Layout complexity affects how well the tool can determine reading order. A single column of text on a plain white page is simple. A newspaper-style multi-column layout with mixed text blocks, photos, sidebars, and captions is hard. OCR may produce correct individual words but in the wrong order, particularly across column boundaries.

OCR tools that are actually useful

Adobe Acrobat (paid) has the best OCR implementation for professional use. It handles multi-column layouts well, supports a wide range of languages, and allows manual correction of recognised text. For converting archives of scanned documents, Acrobat's batch processing is the most reliable option.

Google Drive offers free OCR as part of opening a PDF with Google Docs. Upload the scanned PDF to Google Drive, right-click and open with Google Docs, and Google automatically runs OCR. The resulting document contains the recognised text, though layout is usually not preserved for complex documents. For simple typed letters and single-column text, it works well and is completely free.

Tesseract is an open-source OCR engine originally developed by HP and now maintained by Google. It runs on the command line and can be integrated into workflows. Accuracy is good for clean documents. It requires some technical setup but is free and produces no privacy risk since it runs entirely locally.

ABBYY FineReader and IRIS PDF are commercial alternatives with strong reputations for accuracy, particularly with complex layouts and forms. These are mainly relevant for organisations that need to process large volumes of scanned documents regularly.

What to do after OCR

After OCR, verify the output. Common error patterns include:

  • Confusion between visually similar characters: O and 0, l and 1, rn and m
  • Incorrect word boundaries in dense text
  • Numbers from tables being transposed or merged
  • Punctuation attached to adjacent words

For documents where accuracy matters, particularly contracts, financial figures, medical information, or anything that will be used for data entry, checking the OCR output against the original image is essential.

OCR and PDF accessibility

Running OCR is the first step in making a scanned PDF accessible. Once a text layer exists, screen readers can read the document instead of encountering a blank image. However, OCR alone does not produce a fully accessible PDF, structure tags, alt text for images, reading order, and document language still need to be set. OCR is the prerequisite, not the complete solution.
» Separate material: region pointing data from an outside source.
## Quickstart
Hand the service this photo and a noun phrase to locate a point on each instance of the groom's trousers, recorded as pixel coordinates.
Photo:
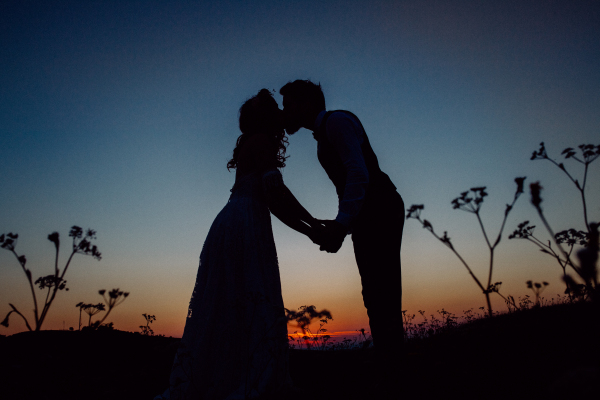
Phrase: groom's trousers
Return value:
(377, 238)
Compressing a scanned PDF after OCR

Scanned documents are large because each page is an image. After adding a text layer via OCR, you can compress the PDF to reduce the file size for email or portal upload. The compression targets the image data in the pages; the text layer added by OCR is very small and is not significantly affected. Most scanned PDFs compress well, 50 to 80 percent reduction is common, so running OCR and then compressing gives you a searchable document at a manageable file size.